Throughout the rest of the story, Kolata drops the qualifiers “early onset,” “familial” and most importantly, “rare” and simply uses the term “Alzheimer’s disease.” In the online version of the story, the first reference to Alzheimer’s disease is even linked to the NYT Health Guides general entry for Alzheimer’s disease. The elision of this important distinction has undoubtedly fueled the needless fear many people often have of being at greatly increased risk for dementia because a relative developed cognitive problems in their seventies or eighties, which can be seen in some of the many comments from readers to the online version of the article  It also reinforces the central dogma of the contemporary Alzheimer’s field – that it is a single disease, distinct from aging, caused by some unified patho-physiological mechanism that can be isolated and addressed with a linear therapeutic intervention.

As Kolata must surely be aware, many if not most researchers in the Alzheimer’s field will acknowledge privately though not so often in public that this central dogma is shaky.  In this case, some closer attention to the real history of Alzheimer’s research would be helpful. The term Alzheimer’s disease was originally created to describe cases of dementia – such as the 51-year-old woman Alzheimer encountered in 1901 – where the clinical and pathological features of senility appeared at a relatively early age. Though Alzheimer and his contemporaries had no inkling of the genetic basis, they thought that early onset was sufficient grounds for a separate disease category. In the late 1970s, a group of American researchers, government officials within NIH and activist caregivers lobbied successfully to drop the distinction. Their goal was to generate awareness and funding for biomedical research into dementia, and they were very savvy about the political ramifications of disease categorization. Since there was no meaningful clinical or pathological distinction between Alzheimer’s and senile dementia, they argued that the two should be considered a single entity – and that entity, crucially, should be called Alzheimer’s. By combining the two categories, they could claim that the condition was a major health problem afflicting millions of people; by calling it Alzheimer’s rather than senile dementia, they could claim it was not aging, but a dread disease worthy of a massive, publicly funded research initiative to understand its cause and discover a means of effective treatment or prevention.

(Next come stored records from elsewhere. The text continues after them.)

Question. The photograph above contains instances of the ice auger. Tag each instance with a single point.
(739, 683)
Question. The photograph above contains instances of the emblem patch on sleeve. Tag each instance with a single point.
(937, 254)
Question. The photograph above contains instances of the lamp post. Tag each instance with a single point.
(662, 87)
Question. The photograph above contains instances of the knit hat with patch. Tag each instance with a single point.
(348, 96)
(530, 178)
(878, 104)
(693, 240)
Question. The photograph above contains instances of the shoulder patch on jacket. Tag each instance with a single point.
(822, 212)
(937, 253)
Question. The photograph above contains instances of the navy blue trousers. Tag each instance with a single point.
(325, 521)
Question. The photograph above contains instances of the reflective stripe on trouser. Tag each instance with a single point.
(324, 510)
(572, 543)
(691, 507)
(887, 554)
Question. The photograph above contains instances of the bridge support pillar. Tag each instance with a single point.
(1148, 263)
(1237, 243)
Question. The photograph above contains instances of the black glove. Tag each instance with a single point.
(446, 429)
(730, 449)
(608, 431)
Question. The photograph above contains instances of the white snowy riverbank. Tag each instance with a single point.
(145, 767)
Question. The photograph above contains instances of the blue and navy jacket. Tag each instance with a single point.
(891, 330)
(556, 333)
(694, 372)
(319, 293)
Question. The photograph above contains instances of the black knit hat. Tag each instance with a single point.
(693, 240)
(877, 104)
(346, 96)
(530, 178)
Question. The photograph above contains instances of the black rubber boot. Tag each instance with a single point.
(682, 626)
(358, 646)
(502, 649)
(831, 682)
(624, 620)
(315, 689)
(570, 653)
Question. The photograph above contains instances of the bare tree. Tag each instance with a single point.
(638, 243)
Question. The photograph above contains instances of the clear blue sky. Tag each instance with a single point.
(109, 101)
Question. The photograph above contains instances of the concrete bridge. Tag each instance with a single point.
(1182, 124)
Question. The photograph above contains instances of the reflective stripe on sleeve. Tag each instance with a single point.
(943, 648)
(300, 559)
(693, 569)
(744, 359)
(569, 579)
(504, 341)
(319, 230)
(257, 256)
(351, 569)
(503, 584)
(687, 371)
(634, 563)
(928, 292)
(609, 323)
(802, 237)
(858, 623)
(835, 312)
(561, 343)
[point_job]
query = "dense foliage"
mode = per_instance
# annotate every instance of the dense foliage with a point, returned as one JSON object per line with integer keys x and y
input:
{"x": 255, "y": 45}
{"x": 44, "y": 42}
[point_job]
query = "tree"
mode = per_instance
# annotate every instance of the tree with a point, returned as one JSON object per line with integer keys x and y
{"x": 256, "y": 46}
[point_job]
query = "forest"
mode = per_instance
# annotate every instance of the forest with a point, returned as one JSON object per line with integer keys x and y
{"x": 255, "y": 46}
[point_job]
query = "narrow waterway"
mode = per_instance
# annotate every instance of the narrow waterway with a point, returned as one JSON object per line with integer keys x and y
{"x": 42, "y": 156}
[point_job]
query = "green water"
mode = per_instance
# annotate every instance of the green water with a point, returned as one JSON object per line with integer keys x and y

Ironically, among the most important research findings generated by the torrent of funding that was unleashed by the political power of the re-conceptualization of Alzheimer’s was the discovery of the genes associated exclusively with the early onset form – which would logically seem to support a return to the original distinction made by Alzheimer and his contemporaries. But the concept of Alzheimer’s as a single, unified disease distinct from aging remains too powerful to abandon. So at the level of policy advocacy and popular news accounts at least, most researchers continue to talk as though Alzheimer’s disease were quite a clear-cut thing, when the reality is much more complicated.

Researchers in the DIAN project and others described in the article are exploring the distinction between presenile and senile dementia, and hoping that the ability to identify and follow subjects from families with early onset genes to test the use of drugs at much earlier stages in the development of Alzheimer’s will be quick route to a drug that can effectively prevent the disease.

I hope this strategy pays off, and that in a few years we will see more big stories of successful drug trials from the DIAN project – though even then I hope they will be stories that more accurately represent the complexities of medical research on Alzheimer’s. But given the complexity of dementia and the difficulty of identifying efficacious patho-physiological targets for drugs in a disorder with multiple, inter-related causal mechanisms, I think it much more likely that the drugs tested in these trials will be of limited value. In that case, if we read about it in publications like the NYT at all, it will likely be a much smaller item buried in the back pages. Meanwhile reporters like Kolata will be on to writing splashy front page articles about the next imminent breakthrough.

That’s how we roll in the War on Alzheimer’s.